Centre for Clinical Research, Faculty of Medicine, University of Queensland, Royal Brisbane and Women's Hospital Campus, Brisbane, QLD, Australia.
Transplant and Immunocompromised Host Infectious Diseases, Infectious Diseases Division, Massachusetts General Hospital, Harvard Medical School, Boston, MA.
Transplantation. 2024 Apr 1;108(4):884-897. doi: 10.1097/TP.0000000000004855. Epub 2023 Oct 30.
Cytomegalovirus (CMV) is one of the most common infections occurring after solid organ transplantation. This high burden of disease, which incurs sizeable morbidity, may be worsening with the proportion of high-risk D+/R- solid organ transplantation recipients increasing in some regions globally. Cohort studies continue to support either universal prophylaxis or preemptive therapy as effective prevention strategies. Letermovir prophylaxis was noninferior to valganciclovir in adult high-risk D+/R- kidney transplant recipients with fewer drug-related adverse events in a recent clinical trial and has now been approved for such use in some regions.
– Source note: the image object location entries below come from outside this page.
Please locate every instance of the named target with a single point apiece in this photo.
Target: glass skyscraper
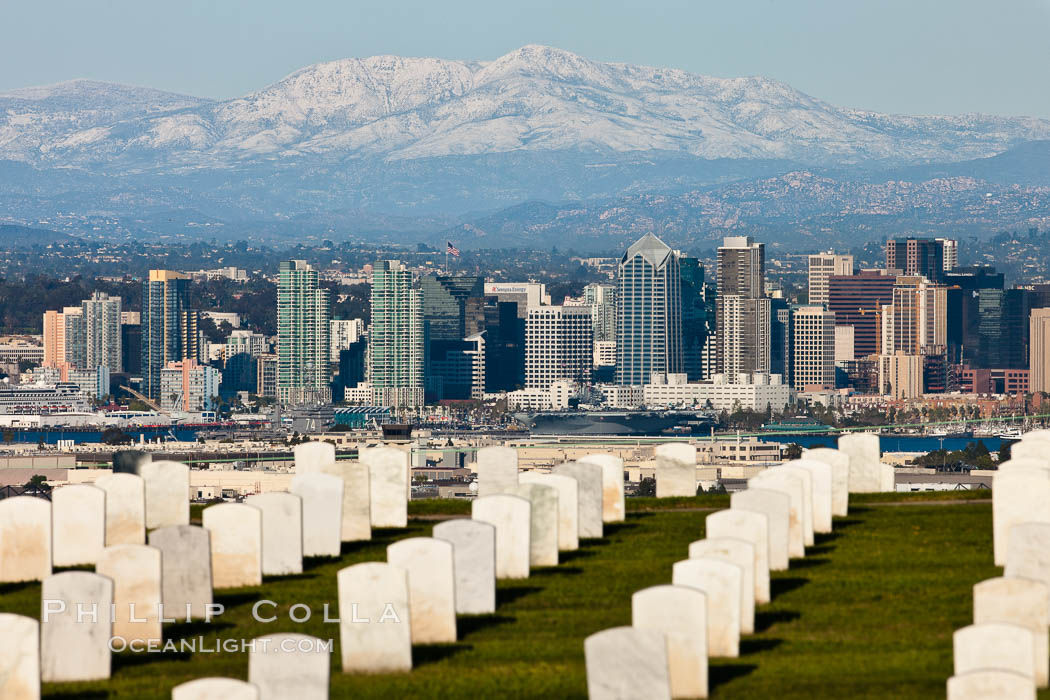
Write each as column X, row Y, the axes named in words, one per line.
column 648, row 312
column 303, row 352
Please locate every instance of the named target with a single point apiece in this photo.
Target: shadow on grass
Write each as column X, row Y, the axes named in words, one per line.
column 424, row 654
column 767, row 618
column 723, row 673
column 756, row 645
column 509, row 594
column 468, row 624
column 786, row 585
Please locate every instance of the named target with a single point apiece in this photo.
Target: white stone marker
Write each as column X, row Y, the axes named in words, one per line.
column 25, row 539
column 753, row 528
column 281, row 532
column 568, row 510
column 19, row 657
column 839, row 462
column 497, row 470
column 790, row 484
column 185, row 570
column 135, row 572
column 739, row 553
column 78, row 524
column 987, row 684
column 511, row 515
column 720, row 581
column 375, row 622
column 167, row 493
column 626, row 663
column 432, row 587
column 675, row 469
column 998, row 645
column 389, row 486
column 310, row 457
column 821, row 480
column 680, row 613
column 1023, row 601
column 776, row 507
column 865, row 469
column 356, row 496
column 125, row 508
column 215, row 688
column 236, row 544
column 1019, row 494
column 474, row 548
column 589, row 494
column 543, row 536
column 76, row 627
column 806, row 479
column 301, row 674
column 613, row 509
column 321, row 513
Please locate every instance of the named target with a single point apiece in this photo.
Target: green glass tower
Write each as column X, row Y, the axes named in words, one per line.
column 302, row 336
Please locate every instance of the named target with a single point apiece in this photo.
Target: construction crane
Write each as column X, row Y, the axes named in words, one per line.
column 146, row 401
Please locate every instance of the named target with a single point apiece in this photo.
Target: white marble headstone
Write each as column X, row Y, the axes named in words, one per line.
column 78, row 524
column 76, row 627
column 511, row 515
column 25, row 538
column 236, row 544
column 497, row 470
column 680, row 613
column 751, row 527
column 776, row 507
column 568, row 510
column 375, row 622
column 167, row 487
column 19, row 657
column 589, row 494
column 321, row 512
column 613, row 509
column 281, row 532
column 125, row 508
column 1023, row 601
column 135, row 572
column 389, row 486
column 543, row 539
column 474, row 547
column 741, row 554
column 675, row 470
column 720, row 581
column 299, row 674
column 627, row 662
column 185, row 570
column 432, row 587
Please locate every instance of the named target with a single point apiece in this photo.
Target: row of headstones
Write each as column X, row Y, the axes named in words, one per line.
column 1006, row 652
column 140, row 585
column 712, row 597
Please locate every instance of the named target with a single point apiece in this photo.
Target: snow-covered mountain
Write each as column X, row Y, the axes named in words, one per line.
column 536, row 99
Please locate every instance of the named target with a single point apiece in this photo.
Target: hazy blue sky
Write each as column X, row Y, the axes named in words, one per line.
column 898, row 56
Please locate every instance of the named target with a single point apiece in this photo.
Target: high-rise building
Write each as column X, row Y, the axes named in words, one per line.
column 822, row 266
column 170, row 330
column 743, row 312
column 917, row 256
column 812, row 347
column 559, row 345
column 857, row 300
column 303, row 348
column 396, row 337
column 648, row 313
column 1038, row 366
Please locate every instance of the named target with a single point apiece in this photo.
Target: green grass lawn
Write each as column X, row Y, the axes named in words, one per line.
column 868, row 613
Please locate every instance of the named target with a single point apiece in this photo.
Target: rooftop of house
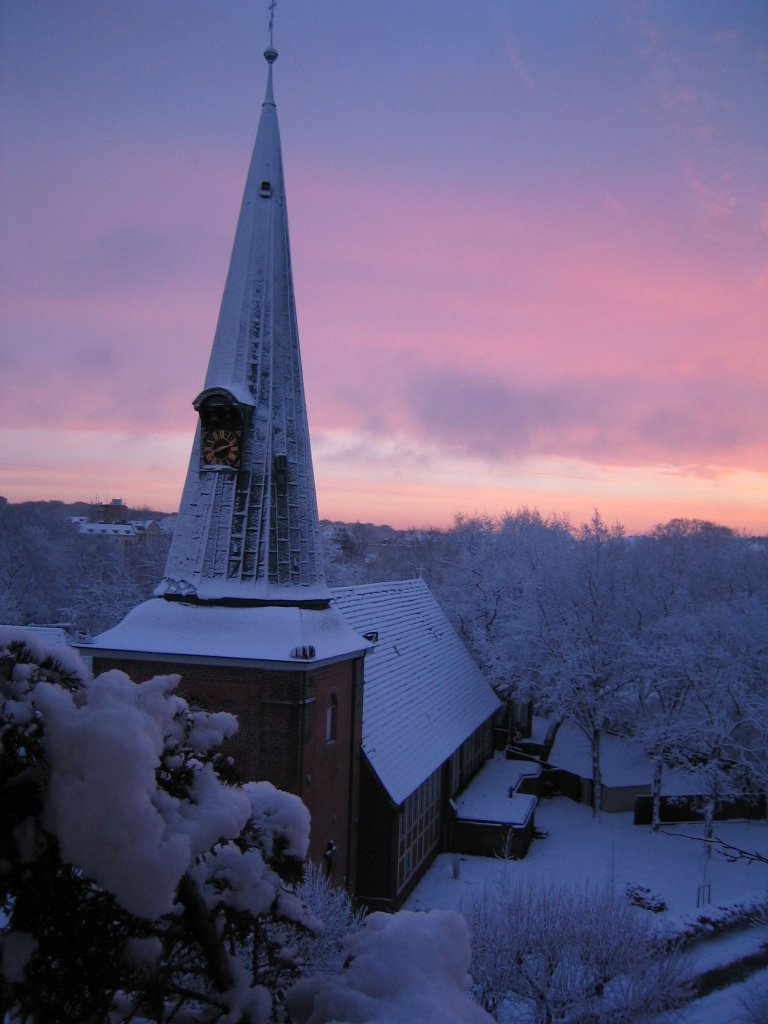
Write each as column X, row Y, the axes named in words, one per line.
column 424, row 694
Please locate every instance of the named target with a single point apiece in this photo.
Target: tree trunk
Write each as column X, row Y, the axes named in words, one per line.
column 710, row 824
column 597, row 781
column 656, row 792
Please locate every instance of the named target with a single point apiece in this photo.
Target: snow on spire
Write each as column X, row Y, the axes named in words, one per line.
column 248, row 523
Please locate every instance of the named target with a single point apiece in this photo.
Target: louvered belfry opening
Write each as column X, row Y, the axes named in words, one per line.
column 251, row 534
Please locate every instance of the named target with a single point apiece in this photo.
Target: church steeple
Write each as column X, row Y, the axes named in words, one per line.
column 248, row 527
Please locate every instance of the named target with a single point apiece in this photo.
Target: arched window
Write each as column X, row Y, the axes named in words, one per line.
column 332, row 710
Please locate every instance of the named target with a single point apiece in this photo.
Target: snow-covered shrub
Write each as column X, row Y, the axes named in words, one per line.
column 404, row 968
column 137, row 882
column 325, row 952
column 546, row 953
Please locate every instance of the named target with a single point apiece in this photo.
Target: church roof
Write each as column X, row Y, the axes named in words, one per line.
column 255, row 636
column 424, row 695
column 251, row 532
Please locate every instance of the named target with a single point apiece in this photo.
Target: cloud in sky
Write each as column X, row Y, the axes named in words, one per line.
column 527, row 241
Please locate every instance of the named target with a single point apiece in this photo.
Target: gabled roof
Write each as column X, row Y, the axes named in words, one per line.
column 252, row 534
column 424, row 695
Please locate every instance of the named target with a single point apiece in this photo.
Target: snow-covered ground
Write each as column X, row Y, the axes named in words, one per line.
column 580, row 850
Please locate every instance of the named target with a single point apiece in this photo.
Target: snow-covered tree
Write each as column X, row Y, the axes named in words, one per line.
column 138, row 882
column 584, row 639
column 550, row 953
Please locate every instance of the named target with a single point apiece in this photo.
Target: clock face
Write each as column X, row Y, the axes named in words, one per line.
column 221, row 446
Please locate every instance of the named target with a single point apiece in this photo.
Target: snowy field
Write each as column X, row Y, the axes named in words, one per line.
column 580, row 851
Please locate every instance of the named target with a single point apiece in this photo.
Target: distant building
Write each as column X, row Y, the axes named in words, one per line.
column 110, row 519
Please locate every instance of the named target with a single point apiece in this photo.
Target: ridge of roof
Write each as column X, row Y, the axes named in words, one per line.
column 424, row 694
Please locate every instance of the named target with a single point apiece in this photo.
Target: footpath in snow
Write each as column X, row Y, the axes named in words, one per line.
column 672, row 864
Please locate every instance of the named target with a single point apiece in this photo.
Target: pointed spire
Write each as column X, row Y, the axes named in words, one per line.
column 248, row 525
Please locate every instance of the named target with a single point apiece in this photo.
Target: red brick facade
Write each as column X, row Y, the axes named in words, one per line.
column 298, row 729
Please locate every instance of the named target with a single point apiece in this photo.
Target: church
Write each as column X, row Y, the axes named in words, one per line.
column 363, row 700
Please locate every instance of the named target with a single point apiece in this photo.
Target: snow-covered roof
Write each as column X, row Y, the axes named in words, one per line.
column 259, row 635
column 424, row 695
column 108, row 528
column 487, row 796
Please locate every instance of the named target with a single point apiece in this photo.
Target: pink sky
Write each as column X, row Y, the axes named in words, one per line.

Maribavir preemptive therapy failed to demonstrate noninferiority when compared with valganciclovir in hematopoietic stem cell transplant recipients but looked promising for safety. Donor matching could be useful in prevention CMV disease with a survival advantage demonstrated in seronegative recipients waiting up to 30 mo for a seronegative kidney. Immune-guided prophylaxis resulted in fewer CMV infection episodes in lung transplant recipients when compared with fixed-duration prophylaxis in a recent clinical trial. For treatment of refractory or resistant CMV infection, maribavir was more efficacious and better tolerated when compared with investigator-initiated therapy in its registration trial for this condition. Further research regarding best treatment and prophylaxis of resistant or refractory CMV infection is needed to reflect best clinical practice choices. Optimal use of immune globulin or CMV-specific T cells for prevention or treatment of CMV disease remains undefined. Standardized definitions for the design of CMV clinical trials have been developed. In this review, we highlight recent updates in the field from data published since 2018.
巨细胞病毒(CMV)是实体器官移植后最常见的感染之一。这种高疾病负担会导致相当大的发病率,而且在全球某些地区,高风险 D+/R-实体器官移植受者的比例增加,可能会使情况恶化。队列研究继续支持普遍预防或抢先治疗作为有效的预防策略。在最近的一项临床试验中,来特莫韦预防与缬更昔洛韦相比在成人高风险 D+/R-肾移植受者中具有非劣效性,且具有较少的药物相关不良事件,现已在一些地区批准用于该用途。与缬更昔洛韦相比,马拉韦尔抢先治疗在造血干细胞移植受者中未能显示非劣效性,但在安全性方面似乎很有前途。供体匹配可能有助于预防 CMV 疾病,在等待阴性肾脏长达 30 个月的阴性受体中显示出生存优势。在最近的一项临床试验中,与固定疗程预防相比,免疫指导预防在肺移植受者中导致较少的 CMV 感染发作。对于治疗难治性或耐药性 CMV 感染,与注册试验中研究者发起的治疗相比,马拉韦尔在其注册试验中显示出更高的疗效和更好的耐受性。需要进一步研究耐药或难治性 CMV 感染的最佳治疗和预防方法,以反映最佳的临床实践选择。免疫球蛋白或 CMV 特异性 T 细胞用于预防或治疗 CMV 疾病的最佳使用仍然不确定。已经为 CMV 临床试验的设计制定了标准化定义。在这篇综述中,我们强调了自 2018 年以来发表的数据在该领域的最新进展。